"Nereye olduğunun ne önemi var şimdi gidiyoruz işte"
Bay Lois Bayan Gaulle'yi elinden tutmuş adeta sürüklüyordu.
"Lois yavaş ol biraz"
"Biraz sabret izimizi ka..."
"Ahh"
"Ne oldu"
Bay Lois bir hışımla Celin'e döndü.
"Ayaağım"
"Ne oldu ayağına"
"Burktum"
Lois, Celin'i kucağına aldı ve koşmaya devam etti. Ona göre kaybedecek bir dakikaları bile yoktu.
"Merak etme halledeceğim biraz sabretmen gerek"
...
"Ne işimiz var burada"
Bayan Gaulle sevgilisinin kucağından inmiş ona tutunarak zar zor yürüyordu.
"Gidiyoruz buradan"
Geldikleri yer bir istasyondan başka bir yer değildi.
"Ne demek gidiyoruz? Nasıl gidiyoruz?"
Bayan Gaulle'nin şaşkınlıkla açılan gözlerine ağzı da eklendi.
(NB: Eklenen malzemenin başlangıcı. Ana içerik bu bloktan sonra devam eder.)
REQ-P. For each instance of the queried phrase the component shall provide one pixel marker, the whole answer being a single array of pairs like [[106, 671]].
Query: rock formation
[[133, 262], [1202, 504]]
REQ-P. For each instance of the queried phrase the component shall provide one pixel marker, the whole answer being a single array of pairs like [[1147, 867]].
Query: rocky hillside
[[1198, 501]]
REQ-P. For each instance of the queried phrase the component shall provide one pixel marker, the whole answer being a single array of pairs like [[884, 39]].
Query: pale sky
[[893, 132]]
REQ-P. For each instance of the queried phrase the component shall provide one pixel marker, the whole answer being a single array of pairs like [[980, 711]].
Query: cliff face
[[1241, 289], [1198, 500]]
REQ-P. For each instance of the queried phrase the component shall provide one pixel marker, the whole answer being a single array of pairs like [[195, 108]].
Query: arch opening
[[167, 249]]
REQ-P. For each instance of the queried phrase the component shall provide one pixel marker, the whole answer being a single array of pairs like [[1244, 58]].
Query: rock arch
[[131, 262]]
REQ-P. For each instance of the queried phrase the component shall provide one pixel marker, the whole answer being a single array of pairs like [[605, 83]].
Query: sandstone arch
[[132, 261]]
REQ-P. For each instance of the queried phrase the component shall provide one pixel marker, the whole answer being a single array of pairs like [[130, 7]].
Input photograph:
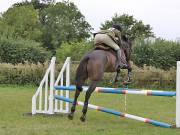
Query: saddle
[[102, 46]]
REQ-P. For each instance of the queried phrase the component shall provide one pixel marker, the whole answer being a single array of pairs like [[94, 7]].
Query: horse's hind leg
[[88, 94], [117, 77]]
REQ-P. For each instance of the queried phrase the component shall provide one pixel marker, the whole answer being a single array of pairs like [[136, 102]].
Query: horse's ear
[[124, 38]]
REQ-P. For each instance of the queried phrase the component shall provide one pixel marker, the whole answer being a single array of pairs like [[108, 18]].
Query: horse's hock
[[53, 96]]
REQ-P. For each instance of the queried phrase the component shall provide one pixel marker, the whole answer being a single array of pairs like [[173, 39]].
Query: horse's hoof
[[127, 82], [82, 118], [70, 116]]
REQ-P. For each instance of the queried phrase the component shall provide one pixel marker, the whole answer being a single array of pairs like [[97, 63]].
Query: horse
[[94, 64]]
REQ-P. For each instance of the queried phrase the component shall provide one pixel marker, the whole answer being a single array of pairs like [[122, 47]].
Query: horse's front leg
[[87, 96], [129, 75], [117, 77], [129, 68]]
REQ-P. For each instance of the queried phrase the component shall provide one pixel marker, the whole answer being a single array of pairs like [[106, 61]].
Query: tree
[[24, 20], [63, 22], [131, 27]]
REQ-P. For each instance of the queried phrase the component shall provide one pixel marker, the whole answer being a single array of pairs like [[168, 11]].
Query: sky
[[162, 15]]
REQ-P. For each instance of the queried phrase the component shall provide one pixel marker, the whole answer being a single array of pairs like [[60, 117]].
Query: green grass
[[16, 100]]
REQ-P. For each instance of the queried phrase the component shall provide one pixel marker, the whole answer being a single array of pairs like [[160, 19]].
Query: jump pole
[[110, 111], [178, 95], [121, 91]]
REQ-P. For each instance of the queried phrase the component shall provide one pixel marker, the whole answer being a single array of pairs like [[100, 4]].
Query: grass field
[[16, 100]]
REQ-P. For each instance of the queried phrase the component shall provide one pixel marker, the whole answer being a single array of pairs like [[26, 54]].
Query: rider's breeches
[[104, 38]]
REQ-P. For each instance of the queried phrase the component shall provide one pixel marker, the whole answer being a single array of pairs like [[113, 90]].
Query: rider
[[112, 38]]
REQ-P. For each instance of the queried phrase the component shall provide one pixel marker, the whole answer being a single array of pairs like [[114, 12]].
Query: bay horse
[[93, 65]]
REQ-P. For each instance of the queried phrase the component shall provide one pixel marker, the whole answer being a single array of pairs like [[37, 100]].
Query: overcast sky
[[162, 15]]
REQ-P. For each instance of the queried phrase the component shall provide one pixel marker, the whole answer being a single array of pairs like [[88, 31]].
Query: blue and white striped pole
[[121, 91], [110, 111]]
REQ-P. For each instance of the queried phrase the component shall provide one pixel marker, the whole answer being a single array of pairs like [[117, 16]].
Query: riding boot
[[118, 59]]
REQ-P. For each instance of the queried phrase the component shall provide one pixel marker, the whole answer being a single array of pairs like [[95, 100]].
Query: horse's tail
[[81, 73]]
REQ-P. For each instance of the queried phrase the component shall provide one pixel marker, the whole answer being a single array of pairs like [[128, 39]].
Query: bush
[[19, 51]]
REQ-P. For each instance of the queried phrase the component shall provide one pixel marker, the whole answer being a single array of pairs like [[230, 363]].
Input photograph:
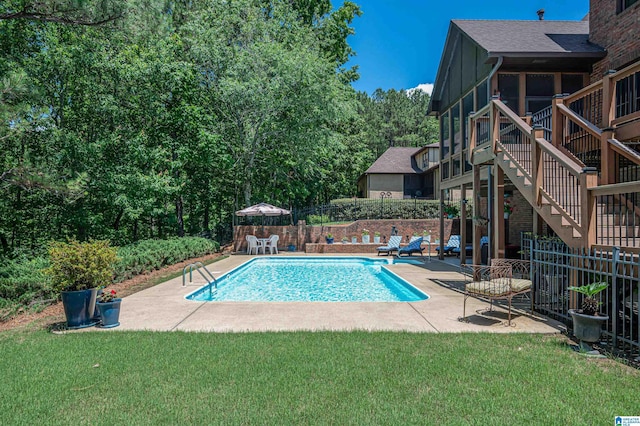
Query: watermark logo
[[627, 421]]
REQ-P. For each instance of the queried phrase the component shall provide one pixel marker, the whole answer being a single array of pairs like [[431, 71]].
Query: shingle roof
[[499, 37], [395, 160]]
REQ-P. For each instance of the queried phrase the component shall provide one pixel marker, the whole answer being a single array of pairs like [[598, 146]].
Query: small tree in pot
[[77, 270], [587, 322]]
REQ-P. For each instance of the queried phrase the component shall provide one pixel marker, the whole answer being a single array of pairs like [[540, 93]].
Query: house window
[[445, 170], [446, 141], [509, 88], [467, 109], [571, 83], [482, 94], [625, 4], [456, 166]]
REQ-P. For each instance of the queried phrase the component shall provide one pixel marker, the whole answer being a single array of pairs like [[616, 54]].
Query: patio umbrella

"Peşimizde adamlar varken burda bunu mu konuşalım düş önüme anlatacağım ben sana herşeyi"
"İyi de bilet"
"Hallettim"
"Ne zam..."
Lois Celin'in sözünü bitirmesine bile izin vermeden onu trene sürükledi. Celin Gaulle tüm hayatı boyunca kaçarak yaşayacak cesareti kendinde bulamıyordu sürekli içinde bir huzursuzluk vardı. Sevgilisinin deli dolu halleri kendisini korkutmuyor değildi.
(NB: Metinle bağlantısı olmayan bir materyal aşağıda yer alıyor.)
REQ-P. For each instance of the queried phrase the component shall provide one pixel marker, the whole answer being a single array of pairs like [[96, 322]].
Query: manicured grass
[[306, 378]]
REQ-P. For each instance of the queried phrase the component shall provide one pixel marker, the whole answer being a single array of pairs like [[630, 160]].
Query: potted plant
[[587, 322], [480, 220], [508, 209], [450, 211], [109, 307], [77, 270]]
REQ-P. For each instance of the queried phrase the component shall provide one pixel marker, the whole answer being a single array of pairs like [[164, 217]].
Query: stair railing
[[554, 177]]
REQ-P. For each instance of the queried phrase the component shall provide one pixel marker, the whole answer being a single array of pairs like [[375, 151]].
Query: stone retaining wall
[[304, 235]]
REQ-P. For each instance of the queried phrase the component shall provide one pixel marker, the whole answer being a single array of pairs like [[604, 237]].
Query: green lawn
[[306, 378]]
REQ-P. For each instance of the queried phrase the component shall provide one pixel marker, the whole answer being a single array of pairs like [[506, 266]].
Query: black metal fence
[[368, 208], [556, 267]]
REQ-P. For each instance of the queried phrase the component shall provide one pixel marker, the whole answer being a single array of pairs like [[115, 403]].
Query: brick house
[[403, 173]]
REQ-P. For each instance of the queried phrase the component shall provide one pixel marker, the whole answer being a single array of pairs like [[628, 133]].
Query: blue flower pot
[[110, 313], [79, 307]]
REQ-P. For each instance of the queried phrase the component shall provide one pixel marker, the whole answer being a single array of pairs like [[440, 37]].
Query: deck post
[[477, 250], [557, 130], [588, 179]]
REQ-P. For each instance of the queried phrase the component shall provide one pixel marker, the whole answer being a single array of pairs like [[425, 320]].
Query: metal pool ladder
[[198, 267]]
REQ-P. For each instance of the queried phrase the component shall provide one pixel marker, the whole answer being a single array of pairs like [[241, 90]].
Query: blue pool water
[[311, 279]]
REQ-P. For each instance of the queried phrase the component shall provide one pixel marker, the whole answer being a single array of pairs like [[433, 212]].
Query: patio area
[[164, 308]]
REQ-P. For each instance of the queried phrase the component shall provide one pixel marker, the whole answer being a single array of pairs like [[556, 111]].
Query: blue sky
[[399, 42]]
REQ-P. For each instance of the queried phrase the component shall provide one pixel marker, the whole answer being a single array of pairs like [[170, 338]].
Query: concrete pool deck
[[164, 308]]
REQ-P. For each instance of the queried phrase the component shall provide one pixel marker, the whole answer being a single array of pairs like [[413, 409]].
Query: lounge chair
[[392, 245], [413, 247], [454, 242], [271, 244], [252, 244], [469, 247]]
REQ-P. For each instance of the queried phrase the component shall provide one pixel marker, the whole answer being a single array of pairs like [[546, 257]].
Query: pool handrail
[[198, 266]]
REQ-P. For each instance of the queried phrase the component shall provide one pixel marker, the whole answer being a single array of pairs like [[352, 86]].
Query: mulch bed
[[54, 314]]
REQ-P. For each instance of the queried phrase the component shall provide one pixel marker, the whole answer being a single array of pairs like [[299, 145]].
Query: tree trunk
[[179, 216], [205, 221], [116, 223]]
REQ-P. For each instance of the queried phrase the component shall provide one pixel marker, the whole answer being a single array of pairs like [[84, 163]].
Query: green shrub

Yanlarında bırakın valizi tek bir eşyaları bile yoktu. Kendilerine ait tek bir obje götürmeden herşeylerini bu koca şehirde bırakıp gidiyorlardı.
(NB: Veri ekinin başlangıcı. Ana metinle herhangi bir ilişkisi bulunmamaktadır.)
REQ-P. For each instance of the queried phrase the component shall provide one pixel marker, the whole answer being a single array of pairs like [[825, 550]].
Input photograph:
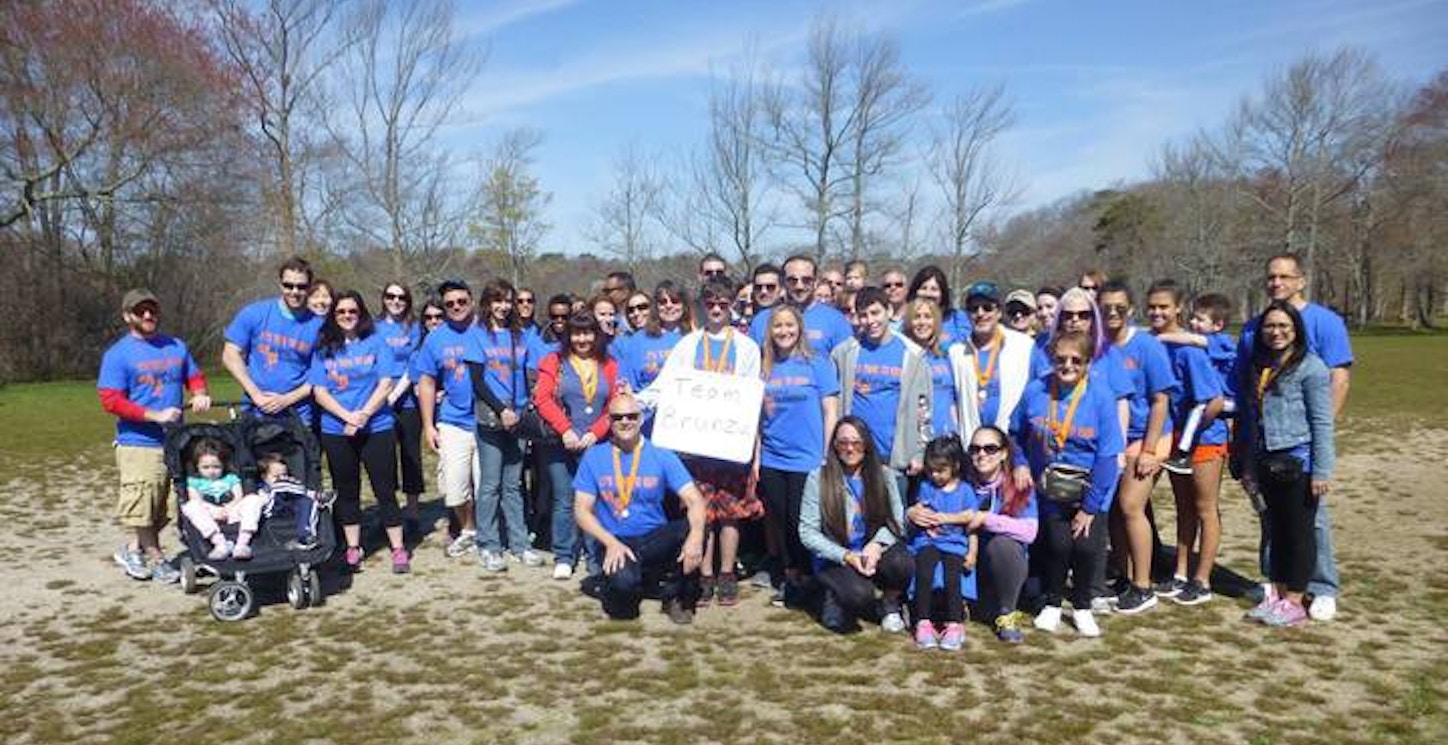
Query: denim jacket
[[1296, 410]]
Ancak şüphesiz onlar birbirilerine yeterdi. İki aşık kalpten başka hiçbirşeyleri yoktu. Olmasa da olurdu.
Tren çalışmaya başlayınca az da olsa bir su serpildi Gaulle'nin içine.
Ardından bir mutluluk tohumu düşüverdi yüreğine. Sımsıkı tuttuğu adamın elini daha da sıktı. O eli bırakmaya pek de niyeti yoktu.